Description of problem: rook-ceph requires clean disks for the ceph cluster to come up successfully. The OCS integration into Assisted Installer for bare metal uses LSO to create the PVs for Ceph OSDs. In case those disks are not clean, the cluster is not created. It would be very useful to have LSO provide an option to wipe the disks before creating the PVs. Version-Release number of selected component (if applicable): How reproducible: Steps to Reproduce: 1. 2. 3. Actual results: Expected results: Master Log: Node Log (of failed PODs): PV Dump: PVC Dump: StorageClass Dump (if StorageClass used by PV/PVC): Additional info:
Would it make more sense to make un-installation of the previous cluster clean the volumes better when releasing the PVs? Perhaps with configurable "cleaner", either wipefs or dd. In addition, dd can be very very slow (on big disks) - do you really want to wait for hours / days for it to complete?
Better cleaning during deprovision would help, but it won't reliably resolve this issue. We can't assume that a cluster or a host was healthy enough to voluntarily clean up during deprovision. "dd" is one option with the downsides you've raised, but the primary request is to enable a ceph cluster to come up successfully. If there's a better way to clean the disks such that they can be used in a new ceph cluster, that would be great. Perhaps the ceph community has a way to handle this.
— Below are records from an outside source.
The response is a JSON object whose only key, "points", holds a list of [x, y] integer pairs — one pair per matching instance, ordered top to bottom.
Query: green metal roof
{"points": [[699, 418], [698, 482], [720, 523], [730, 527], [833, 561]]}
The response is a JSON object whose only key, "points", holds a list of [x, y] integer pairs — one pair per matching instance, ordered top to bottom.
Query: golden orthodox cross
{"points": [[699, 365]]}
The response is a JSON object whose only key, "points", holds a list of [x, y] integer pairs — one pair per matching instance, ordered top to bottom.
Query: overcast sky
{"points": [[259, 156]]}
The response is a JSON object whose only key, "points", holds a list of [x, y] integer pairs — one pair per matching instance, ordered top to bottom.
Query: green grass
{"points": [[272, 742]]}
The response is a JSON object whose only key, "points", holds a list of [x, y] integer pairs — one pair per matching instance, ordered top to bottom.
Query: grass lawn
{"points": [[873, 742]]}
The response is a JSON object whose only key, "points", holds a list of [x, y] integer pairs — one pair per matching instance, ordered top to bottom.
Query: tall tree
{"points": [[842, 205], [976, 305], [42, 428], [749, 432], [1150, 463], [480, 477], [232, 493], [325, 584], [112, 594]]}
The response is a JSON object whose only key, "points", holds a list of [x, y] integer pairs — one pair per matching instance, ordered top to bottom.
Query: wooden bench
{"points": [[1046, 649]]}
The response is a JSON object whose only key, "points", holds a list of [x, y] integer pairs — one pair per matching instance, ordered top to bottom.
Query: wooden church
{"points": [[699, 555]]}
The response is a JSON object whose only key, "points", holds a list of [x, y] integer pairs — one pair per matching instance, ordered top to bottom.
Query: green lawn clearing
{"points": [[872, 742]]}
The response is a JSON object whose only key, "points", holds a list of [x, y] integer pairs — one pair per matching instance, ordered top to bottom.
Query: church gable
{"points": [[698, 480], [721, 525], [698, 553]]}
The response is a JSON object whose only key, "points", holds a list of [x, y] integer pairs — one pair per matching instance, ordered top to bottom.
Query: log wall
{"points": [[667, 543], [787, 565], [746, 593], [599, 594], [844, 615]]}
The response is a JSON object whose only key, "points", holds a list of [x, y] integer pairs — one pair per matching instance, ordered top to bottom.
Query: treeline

> host was healthy enough to voluntarily clean up during deprovision. If the host has a random filesystem on its volumes, Kubernetes policy is not to overwrite them - they may have some important data. I understand that users need some option use the disks regardless what is on them, still, IMO the default should be safe and especially LocalVolumeSet should not clean the volumes unless some sort of force is applied. This needs a solid design & API.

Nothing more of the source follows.